- Date: 27 April – 3 May
- Edition: 5th
- Surface: Clay
- Location: Mauthausen, Austria

Champions

Singles
- Roman Safiullin

Doubles
- Ivan Liutarevich / Filip Pieczonka
- ← 2025 · Upper Austria Open · 2027 →

= 2026 Upper Austria Open =

The 2026 Danube Upper Austria Open powered by SKE was a professional tennis tournament played on clay courts. It was the fifth edition of the tournament which was part of the 2026 ATP Challenger Tour. It took place in Mauthausen, Austria between 27 April and 3 May 2026.

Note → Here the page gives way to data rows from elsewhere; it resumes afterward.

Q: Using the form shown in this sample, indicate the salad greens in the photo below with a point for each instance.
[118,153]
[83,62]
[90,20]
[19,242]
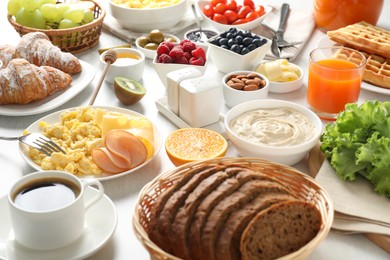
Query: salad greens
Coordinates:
[358,142]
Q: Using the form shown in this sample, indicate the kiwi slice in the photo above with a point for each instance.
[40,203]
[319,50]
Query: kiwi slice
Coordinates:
[128,91]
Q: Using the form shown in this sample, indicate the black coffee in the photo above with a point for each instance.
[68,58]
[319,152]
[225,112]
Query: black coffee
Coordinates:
[46,194]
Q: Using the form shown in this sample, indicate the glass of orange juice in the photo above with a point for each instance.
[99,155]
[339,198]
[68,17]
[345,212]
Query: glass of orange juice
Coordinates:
[335,76]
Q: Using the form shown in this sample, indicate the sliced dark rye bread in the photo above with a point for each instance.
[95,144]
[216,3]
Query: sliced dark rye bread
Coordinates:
[193,236]
[219,214]
[228,241]
[279,230]
[213,176]
[180,224]
[159,203]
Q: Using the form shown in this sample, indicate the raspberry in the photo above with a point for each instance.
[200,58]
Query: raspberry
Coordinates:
[187,55]
[189,46]
[197,61]
[199,52]
[181,60]
[176,53]
[164,58]
[162,49]
[182,42]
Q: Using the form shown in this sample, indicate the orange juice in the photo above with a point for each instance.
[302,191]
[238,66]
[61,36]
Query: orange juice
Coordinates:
[334,14]
[333,83]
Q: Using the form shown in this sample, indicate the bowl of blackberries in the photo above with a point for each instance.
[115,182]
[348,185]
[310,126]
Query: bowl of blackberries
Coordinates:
[236,49]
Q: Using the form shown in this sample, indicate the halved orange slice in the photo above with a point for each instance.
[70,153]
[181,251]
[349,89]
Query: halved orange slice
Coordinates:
[193,144]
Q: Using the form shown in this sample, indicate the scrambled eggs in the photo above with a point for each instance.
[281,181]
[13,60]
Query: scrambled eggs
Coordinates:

==Singles main-draw entrants==
===Seeds===

| Country | Player | Rank^{1} | Seed |
|---|---|---|---|
| ITA | Francesco Maestrelli | 112 | 1 |
| FRA | Titouan Droguet | 113 | 2 |
| FRA | Hugo Gaston | 115 | 3 |
| GBR | Jan Choinski | 119 | 4 |
| GEO | Nikoloz Basilashvili | 120 | 5 |
| CHI | Tomás Barrios Vera | 123 | 6 |
| POR | Jaime Faria | 136 | 7 |
| COL | Nicolás Mejía | 152 | 8 |

- ^{1} Rankings as of 20 April 2026.

===Other entrants===
The following players received wildcards into the singles main draw:
- AUT Sandro Kopp
- AUT Sebastian Sorger
- AUT Matthias Ujvary

The following players received entry into the singles main draw as special exempts:
- USA Nishesh Basavareddy
- ITA Andrea Guerrieri

The following players received entry into the singles main draw through the Next Gen Accelerator programme:
- USA Darwin Blanch
- GER Justin Engel

The following players received entry into the singles main draw as alternates:
- GER Diego Dedura
- GER Marko Topo

The following players received entry from the qualifying draw:
- SUI Mika Brunold
- ROU Cezar Crețu
- ISR Daniel Cukierman
- CZE Matthew William Donald
- ESP David Jordà Sanchis
- CZE Martin Krumich

The following player received entry as a lucky loser:
- ESP Miguel Damas

==Champions==
===Singles===

- Roman Safiullin def. POR Jaime Faria 4–6, 6–4, 7–6^{(7–4)}.

===Doubles===

- Ivan Liutarevich / POL Filip Pieczonka def. ESP Àlex Martínez / ESP Bruno Pujol Navarro 6–3, 3–6, [12–10].